Rowley si riferiva in particolare all’Independent Office for Police Conduct, organo indipendente che si occupa di reclami contro la polizia in Inghilterra e in Galles, e al Crown Prosecution Service (CPS), istituzione che funziona da pubblico ministero nei procedimenti penali nel Regno Unito: sono i due organi che hanno rispettivamente investigato sull’omicidio di Kaba e incriminato il poliziotto ritenuto responsabile.

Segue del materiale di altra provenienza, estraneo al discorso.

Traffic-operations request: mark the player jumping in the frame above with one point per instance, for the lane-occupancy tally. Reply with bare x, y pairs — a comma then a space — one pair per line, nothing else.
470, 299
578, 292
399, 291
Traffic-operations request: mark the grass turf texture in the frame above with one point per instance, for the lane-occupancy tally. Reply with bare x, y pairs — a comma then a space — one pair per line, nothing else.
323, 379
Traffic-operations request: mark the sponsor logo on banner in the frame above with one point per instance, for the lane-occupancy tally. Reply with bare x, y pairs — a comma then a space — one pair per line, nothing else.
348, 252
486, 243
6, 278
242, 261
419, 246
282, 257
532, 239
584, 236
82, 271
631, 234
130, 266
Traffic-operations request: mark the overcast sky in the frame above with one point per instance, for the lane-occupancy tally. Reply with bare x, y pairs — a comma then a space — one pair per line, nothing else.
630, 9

Del poliziotto incriminato non si conosce il nome: è noto col codice NX121 e la sua incriminazione è stata annunciata mercoledì 20 settembre dal CPS. Kaba era morto il 5 settembre 2022 in ospedale, dopo essere stato colpito da un colpo di arma da fuoco sparato da un poliziotto che aveva cercato di fermarlo mentre guidava. Kaba guidava un’automobile che secondo la polizia era collegata a un episodio di violenza da arma da fuoco di qualche giorno prima: una volta fermato dalla polizia Kaba si era rifiutato di consegnare l’auto e secondo alcuni testimoni l’aveva diretta contro una delle volanti. A quel punto uno dei poliziotti gli aveva sparato attraverso il finestrino: Kaba era morto il giorno dopo.

Nel momento in cui fu ucciso Kaba era disarmato, e il suo omicidio aveva riportato al centro del dibattito nel Regno Unito una serie di documentate accuse di razzismo e violenza che da tempo vengono rivolte alla polizia di Londra.

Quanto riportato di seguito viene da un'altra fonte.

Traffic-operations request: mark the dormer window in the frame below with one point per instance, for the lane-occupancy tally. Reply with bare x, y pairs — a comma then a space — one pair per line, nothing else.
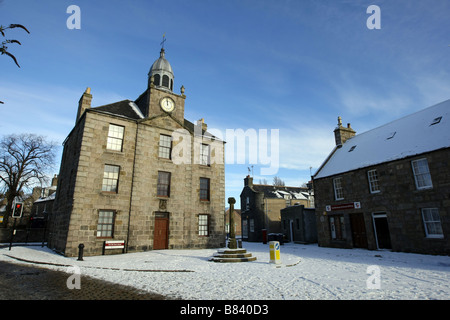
391, 135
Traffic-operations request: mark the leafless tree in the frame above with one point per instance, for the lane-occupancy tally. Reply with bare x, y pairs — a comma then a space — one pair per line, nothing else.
25, 160
4, 48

Due poliziotti armati a Londra (Velar Grant via ZUMA Wire via ANSA)

In risposta alla protesta degli agenti armati, la ministra dell’Interno Suella Braverman ha ordinato l’avvio di una revisione delle norme attualmente in vigore sull’uso delle armi da parte degli agenti della Metropolitan Police. Braverman, del governo di centrodestra di Rishi Sunak, ha posizioni molto dure e rigide sulla sicurezza: nel caso specifico ha difeso l’operato degli agenti armati, verso cui ha espresso il proprio «pieno sostegno», e ha aggiunto che «non devono temere di finire sul banco degli imputati per aver svolto i propri compiti».

L’annuncio di Braverman è stato accolto molto positivamente da Rowley. Non è chiaro in cosa consisterà esattamente la revisione appena annunciata. Nel frattempo l’annuncio di Braverman è stato fortemente criticato dall’opposizione, secondo cui un eventuale ammorbidimento delle regole sull’uso delle armi rischierebbe di rendere gli agenti meno tenuti a rispondere del proprio operato, col rischio di nuovi possibili episodi di violenza.